El Instituto de Investigación de Ingeniería del Agua y Medio Ambiente de la UniversitatPolitècnica de València (IIAMA-UPV) en colaboración con el Centro Valenciano de Estudios sobre el Riego (CVER-UPV), ha validado una metodología que permite obtener el máximo rendimiento en la producción de cítricos mediante la optimización del sistema de riego

Esta investigación se enmarca dentro del proyecto europeo FIGARO, que ha desarrollado una plataforma de riego precisa y flexible que permite a los productores, y a la sociedad en general, beneficiarse de los últimos avances tecnológicos.

El estudio, llevado a cabo en unas parcelas de cítricos en Picassent (Valencia), se fundamenta en la implantación de una serie de herramientas tecnológicas que establecen la cantidad de agua necesaria para el cultivo, con el objetivo de que el agricultor ahorre agua, mejore la calidad del producto y reduzca los costes totales de producción.   

Para ello, los investigadores del IIAMA han analizado la información proporcionada por las imágenes de los satélites que han permitido medir la evapotranspiración real de los cultivos y el estado de estrés hídrico de las plantas. Estos datos, junto a los proporcionados por sistemas que ayudan a conocer las condiciones meteorológicas, las características dos cultivos, la humedad del suelo o el potencial de tallo de las hojas, han proporcionado una radiografía completa de la situación hídrica de los cítricos. 

En este sentido Fernando Martínez, investigador principal del proyecto por parte del instituto valenciano, resalta la importancia del trabajo realizado. “Hemos validado una metodología que integra una serie de factores en búsqueda de la agricultura de precisión, en la que las nuevas tecnologías permiten optimizar los recursos para alcanzar la máxima productividad”

Riego preciso

La aplicación del sistema ideado permite realizar una programación semanal del riego, ajustando las necesidades hídricas de los cultivos al grado de estrés que tienen los árboles y las previsiones meteorológicas para los próximos días.

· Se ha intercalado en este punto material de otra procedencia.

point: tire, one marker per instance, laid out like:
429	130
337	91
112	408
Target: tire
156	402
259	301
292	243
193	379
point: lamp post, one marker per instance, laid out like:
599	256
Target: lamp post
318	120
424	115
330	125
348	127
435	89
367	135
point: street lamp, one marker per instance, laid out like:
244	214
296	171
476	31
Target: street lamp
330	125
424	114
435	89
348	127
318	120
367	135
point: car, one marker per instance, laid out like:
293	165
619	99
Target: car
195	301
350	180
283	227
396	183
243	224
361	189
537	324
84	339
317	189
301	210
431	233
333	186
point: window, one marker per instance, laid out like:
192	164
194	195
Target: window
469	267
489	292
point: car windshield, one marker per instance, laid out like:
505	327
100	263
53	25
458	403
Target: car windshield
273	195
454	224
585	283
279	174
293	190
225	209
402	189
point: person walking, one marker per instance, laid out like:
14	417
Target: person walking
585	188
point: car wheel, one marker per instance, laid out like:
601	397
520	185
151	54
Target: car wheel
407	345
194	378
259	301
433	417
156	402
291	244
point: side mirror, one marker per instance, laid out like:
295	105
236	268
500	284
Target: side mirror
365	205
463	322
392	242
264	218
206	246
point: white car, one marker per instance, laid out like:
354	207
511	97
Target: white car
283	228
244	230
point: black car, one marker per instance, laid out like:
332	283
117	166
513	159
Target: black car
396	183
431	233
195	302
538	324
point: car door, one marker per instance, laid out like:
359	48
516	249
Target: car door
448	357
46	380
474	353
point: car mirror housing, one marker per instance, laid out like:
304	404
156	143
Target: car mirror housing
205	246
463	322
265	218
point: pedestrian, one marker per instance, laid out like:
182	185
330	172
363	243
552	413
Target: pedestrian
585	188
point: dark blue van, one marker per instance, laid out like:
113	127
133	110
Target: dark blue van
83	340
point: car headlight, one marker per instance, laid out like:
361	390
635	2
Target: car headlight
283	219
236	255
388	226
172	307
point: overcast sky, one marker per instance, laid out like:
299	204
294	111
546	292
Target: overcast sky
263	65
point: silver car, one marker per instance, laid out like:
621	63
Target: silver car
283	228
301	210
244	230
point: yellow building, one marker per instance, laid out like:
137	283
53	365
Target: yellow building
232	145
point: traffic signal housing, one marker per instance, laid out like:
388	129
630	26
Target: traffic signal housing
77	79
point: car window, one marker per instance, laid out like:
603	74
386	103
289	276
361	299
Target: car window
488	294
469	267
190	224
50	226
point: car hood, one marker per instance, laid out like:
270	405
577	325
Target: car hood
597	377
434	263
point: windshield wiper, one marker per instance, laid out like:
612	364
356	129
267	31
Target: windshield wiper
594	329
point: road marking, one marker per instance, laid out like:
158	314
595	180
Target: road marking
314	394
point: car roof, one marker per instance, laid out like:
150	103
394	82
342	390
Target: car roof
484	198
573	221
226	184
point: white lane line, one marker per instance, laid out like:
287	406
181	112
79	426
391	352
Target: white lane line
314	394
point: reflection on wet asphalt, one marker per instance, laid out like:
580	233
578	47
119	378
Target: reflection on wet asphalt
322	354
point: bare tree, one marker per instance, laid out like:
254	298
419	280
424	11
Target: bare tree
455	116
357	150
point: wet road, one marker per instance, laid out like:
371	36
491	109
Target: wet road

Esta metodología táctica ayuda a tomar decisiones a corto plazo, y se diferencia del sistema tradicional en que las decisiones se adoptan tanto con los datos climáticos anteriores a la programación del riego como con lo que va a pasar en el futuro. “Hasta ahora las metodologías de riego se han basado en estándares climáticos diferentes a los actuales, en el futuro todo va a ser más impredecible. Por ejemplo, los otoños no son tan lluviosos como hace unos años, especialmente el mes de octubre de 2013 y 2014 fue muy seco” señala Miguel Ángel Jiménez, investigador-colaborador del proyecto.